I always thought the comments about light-skinned dudes coming back in style were just light-hearted jokes that really went out of style when the men did back in the 80s. From my perspective, tall, dark-skinned, and handsome has long been viewed as a black (or any other) woman’s dream. Yeah, Shemar Moore had his run and lots of women love Michael Ealy, but the fanfare doesn’t compare to the admiration for Idris Elba (praise ‘em), Morris Chestnut (yes lord), or Tyson Beckford (let the church say Amen).
Taye Diggs is another actor who has been admired for his chocolaty goodness—particularly after his debut in “How Stella Got Her Groove Back,” although I personally enjoyed him most in “Brown Sugar.” But despite the love the mocha-skinned author of Chocolate Me, a children’s book encouraging kids to accept themselves as they are, has received over the years, he says it took him a long time to become comfortable in his own dark skin.
“When I got into high school I started to hear, just from the black community, everybody is more attracted to the light skin girls and the light skin dudes with the light eyes. And from within the race the light skin black people and lighter brown people would make fun of the darker people. So then it was a completely different kind of struggle, Taye told MyBrownBaby.Com.
“And then funnily enough it was when dark skinned men, and this was just from my perspective, there seemed to be a shift where all of a sudden we saw Denzel Washington, Wesley Snipes, Tyson Beckford.
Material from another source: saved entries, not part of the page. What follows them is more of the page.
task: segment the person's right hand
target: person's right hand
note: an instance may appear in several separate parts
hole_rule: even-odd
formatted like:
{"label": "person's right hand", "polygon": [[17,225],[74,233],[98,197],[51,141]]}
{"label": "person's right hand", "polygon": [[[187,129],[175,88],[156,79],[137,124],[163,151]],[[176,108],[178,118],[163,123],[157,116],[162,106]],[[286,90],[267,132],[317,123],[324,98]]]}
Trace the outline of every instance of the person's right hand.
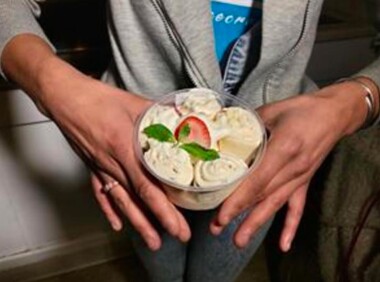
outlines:
{"label": "person's right hand", "polygon": [[[188,240],[184,217],[142,170],[134,153],[134,125],[151,102],[75,72],[54,85],[56,93],[45,96],[43,108],[91,167],[96,199],[114,229],[121,228],[121,221],[108,197],[152,250],[159,248],[160,237],[150,212],[170,234]],[[62,90],[65,94],[59,93]],[[102,194],[101,187],[113,179],[122,187]]]}
{"label": "person's right hand", "polygon": [[[17,35],[6,44],[1,67],[92,169],[95,196],[114,229],[121,228],[121,221],[110,200],[152,250],[161,245],[156,219],[181,241],[190,238],[186,220],[134,154],[134,126],[148,100],[83,75],[32,34]],[[101,187],[114,180],[121,185],[101,194]]]}

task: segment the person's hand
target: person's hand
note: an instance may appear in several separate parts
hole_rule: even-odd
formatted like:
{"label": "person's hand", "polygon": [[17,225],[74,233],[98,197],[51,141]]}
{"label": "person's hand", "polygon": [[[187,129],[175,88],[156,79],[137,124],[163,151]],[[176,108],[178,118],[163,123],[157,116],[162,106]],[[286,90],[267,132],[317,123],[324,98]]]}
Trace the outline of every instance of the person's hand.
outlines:
{"label": "person's hand", "polygon": [[[149,106],[148,100],[81,74],[32,34],[15,36],[7,43],[1,66],[39,110],[55,121],[91,168],[96,199],[115,230],[122,227],[122,221],[113,206],[153,250],[161,244],[153,224],[156,219],[181,241],[190,238],[184,217],[141,169],[134,154],[134,125]],[[120,185],[102,194],[101,187],[115,180]]]}
{"label": "person's hand", "polygon": [[308,184],[333,146],[357,130],[366,116],[364,93],[354,83],[326,87],[258,109],[270,138],[257,169],[223,203],[210,230],[218,235],[251,208],[234,241],[244,247],[283,205],[288,211],[280,248],[289,250],[300,222]]}
{"label": "person's hand", "polygon": [[[39,107],[93,171],[96,199],[113,228],[119,230],[122,226],[113,208],[116,206],[152,250],[161,244],[152,215],[171,235],[187,241],[190,229],[186,220],[143,171],[133,149],[137,118],[151,102],[86,77],[69,66],[59,67],[65,76],[51,76]],[[101,187],[115,180],[120,185],[106,195],[101,192]]]}

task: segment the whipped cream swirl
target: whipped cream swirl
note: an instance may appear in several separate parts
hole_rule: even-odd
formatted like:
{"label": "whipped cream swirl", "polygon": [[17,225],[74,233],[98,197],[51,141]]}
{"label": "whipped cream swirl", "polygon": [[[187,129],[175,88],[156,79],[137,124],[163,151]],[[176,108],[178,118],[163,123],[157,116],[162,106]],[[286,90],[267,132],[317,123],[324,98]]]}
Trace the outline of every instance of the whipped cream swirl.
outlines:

I’m still trying to figure out how this came to be. For me, when I saw Tyson Beckford hailed as this beautiful man by all people, that caused a shift in my being. And I remember literally waking up and walking the streets feeling a little bit more proud. And then after the movie “How Stella Got Her Groove Back,” when I had my own personal moments of weakness, I just had to remind myself of all the people that really enjoyed that movie and just kind of lean on that.
I was surprised by Taye’s comments; sort of in the same way it’s shocking to find out a beautiful woman has low self-esteem. You wonder, how could he not see himself as gorgeous when 99% of those around him do, but you realize self-confidence is strictly an internal mindset not based on external compliments and men struggle with self-esteem issues just like women. Still, I’d thought if black men had any sort of color complex, it was related to how they choose women, not so much how they felt about themselves. But maybe it’s all connected. Do dark-skinned men favor light-skinned women because by being with a lighter skinned woman, it somehow makes them more attractive or socially acceptable in their minds? A friend of mine always says she thinks black men’s propensity to date outside their race has to do with self-hatred. Maybe being with a white woman gives some dark-skinned men a boost of esteem that’s even greater than being with a light-skinned black woman. If so, Taye Diggs could certainly fit the bill.
But I’m not as interested in men’s interracial dating choices as I am how their color affects their sense of self-worth. After all, light-skinned men date outside their race too and are obsessed with redbones just like everyone else, and lord knows some think they are God’s gift to women just because they have a little less melanin. I guess it isn’t so hard to see how a dark-skinned man could feel the exact opposite. Still, this is an issue that’s mostly been limited to black women’s experience, most recently in the documentary “Dark Girls,” because there is so much pressure put on all women to fit a very narrow standard of beauty, and black women especially struggle with being accepted outside of that realm. Taye’s remarks remind us that men can be insecure too, and although a lot of women may see a handsome, chocolate man as an Adonis, he might not see himself in that same light at all.
What do you think about Taye Diggs’ comments? Do you think dark-skinned men struggle with feeling accepted aesthetically as much as darker skinned black women? Do you think this issue has any bearing on who they date?